The unfortunate thing about it all is that we have more in common than we think we do. We just suck at discussing it. According to More in Common, a group that works to address underlying drivers of polarization, Americans believe that more than half the country holds extreme views, but it's actually closer to 30%. The problem is that we've been misunderstanding each other, not that our views are wildly dissimilar.
While some people advocate just not talking to their peers with different views, the solution isn't to cut someone out of your life, or a refusal to engage with the someone of the opposite party. The solution is more conversation. But legit conversation, not the kind of "conversation" where two people just point out all the different ways the other person is wrong.
A recent study published in the Harvard Business Review proposes a better way for discussing disagreements. Researchers asked thousands of people to write responses to political statements with which they disagreed. Then, thousands of other people evaluates those statements based off of how receptive the writer seemed. The researchers were able to find four strategies which would help increase receptiveness in conversation.
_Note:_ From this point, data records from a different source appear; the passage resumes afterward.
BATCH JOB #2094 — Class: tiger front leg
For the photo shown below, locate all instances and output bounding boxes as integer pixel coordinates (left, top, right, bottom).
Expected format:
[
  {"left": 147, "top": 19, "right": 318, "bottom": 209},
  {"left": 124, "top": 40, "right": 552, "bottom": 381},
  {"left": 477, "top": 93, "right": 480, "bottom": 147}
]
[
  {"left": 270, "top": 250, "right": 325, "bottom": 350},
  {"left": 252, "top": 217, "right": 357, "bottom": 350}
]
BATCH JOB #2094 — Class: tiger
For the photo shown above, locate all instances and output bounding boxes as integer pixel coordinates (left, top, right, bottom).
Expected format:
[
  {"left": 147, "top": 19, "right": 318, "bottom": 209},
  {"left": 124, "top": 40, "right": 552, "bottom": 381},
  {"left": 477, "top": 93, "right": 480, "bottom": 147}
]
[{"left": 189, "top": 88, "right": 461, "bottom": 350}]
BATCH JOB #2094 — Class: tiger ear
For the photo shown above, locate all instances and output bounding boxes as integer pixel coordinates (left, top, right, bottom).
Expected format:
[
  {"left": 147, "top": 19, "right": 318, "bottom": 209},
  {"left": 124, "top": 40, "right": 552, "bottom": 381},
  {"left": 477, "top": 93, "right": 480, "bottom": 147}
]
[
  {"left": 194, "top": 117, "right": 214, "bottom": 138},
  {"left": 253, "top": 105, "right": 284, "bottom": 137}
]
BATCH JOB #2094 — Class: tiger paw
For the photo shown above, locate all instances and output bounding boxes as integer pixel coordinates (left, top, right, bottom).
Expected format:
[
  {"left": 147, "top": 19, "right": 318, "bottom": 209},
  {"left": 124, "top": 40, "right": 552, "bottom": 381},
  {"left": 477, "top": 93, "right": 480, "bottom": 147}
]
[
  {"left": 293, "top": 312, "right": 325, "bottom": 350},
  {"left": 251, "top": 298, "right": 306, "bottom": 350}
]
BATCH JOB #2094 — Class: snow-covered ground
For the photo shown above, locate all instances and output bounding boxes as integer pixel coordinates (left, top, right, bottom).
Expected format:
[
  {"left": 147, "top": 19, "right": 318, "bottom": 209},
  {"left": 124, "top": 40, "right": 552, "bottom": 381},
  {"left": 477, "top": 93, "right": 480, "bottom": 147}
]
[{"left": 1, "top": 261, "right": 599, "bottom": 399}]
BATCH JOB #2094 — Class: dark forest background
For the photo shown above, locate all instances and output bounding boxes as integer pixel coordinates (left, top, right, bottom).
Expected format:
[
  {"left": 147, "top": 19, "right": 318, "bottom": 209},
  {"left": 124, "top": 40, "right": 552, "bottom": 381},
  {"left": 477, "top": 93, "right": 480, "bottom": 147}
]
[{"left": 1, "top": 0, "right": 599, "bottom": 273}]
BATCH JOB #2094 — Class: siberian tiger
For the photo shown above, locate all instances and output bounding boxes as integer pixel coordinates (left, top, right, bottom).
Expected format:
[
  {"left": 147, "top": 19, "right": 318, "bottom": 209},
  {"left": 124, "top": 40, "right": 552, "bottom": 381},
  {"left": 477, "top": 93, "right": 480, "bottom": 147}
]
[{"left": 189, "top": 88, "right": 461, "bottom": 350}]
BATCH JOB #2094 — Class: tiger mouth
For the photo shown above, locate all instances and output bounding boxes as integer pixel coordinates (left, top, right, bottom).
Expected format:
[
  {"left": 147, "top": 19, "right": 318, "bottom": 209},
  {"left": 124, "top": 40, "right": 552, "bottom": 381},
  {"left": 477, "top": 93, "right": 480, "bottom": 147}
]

The strategies are simple, but effective. The study advises people to "acknowledge the other person's perspective," "hedge your claims, "phrase your arguments in positive terms," and "point to areas of agreement, even if small or obvious."
It turns out, listening to other people's ideas makes them more receptive to yours. Meaning, if you want to change someone else's mind, it's better listen to what's on their mind. "When we appear receptive to listening to and respecting others' opposing positions, they find our arguments to be more persuasive," Francesca Gino, who worked on the study, wrote in the Harvard Business Review. "In addition, receptive language is contagious: It makes those with whom we disagree more receptive in return. People also like others more and are more interested in partnering with them when they seem receptive."
The takeaway from the study is hopeful. As deep as our scars seem right now, they can one day fade away – as long as we learn to listen. "[E]ven when discussing the most difficult topics, it is possible for people with polar-opposite points of view to have a constructive conversation," Gino wrote in the Harvard Business Review.
And there's a strong indication that people want to heal. As partisan as this past election was, a Pew Research poll conducted before the election found the vast majority of supporters of both candidates (86% of Trump supporters and 89% of Biden supporters) wanted their favored candidate to focus on the needs of all Americans, "even if it means disappointing some of his supporters."
The healing process doesn't sit only in the president's hands. It's up to us to be better in our daily lives. And that starts with communication.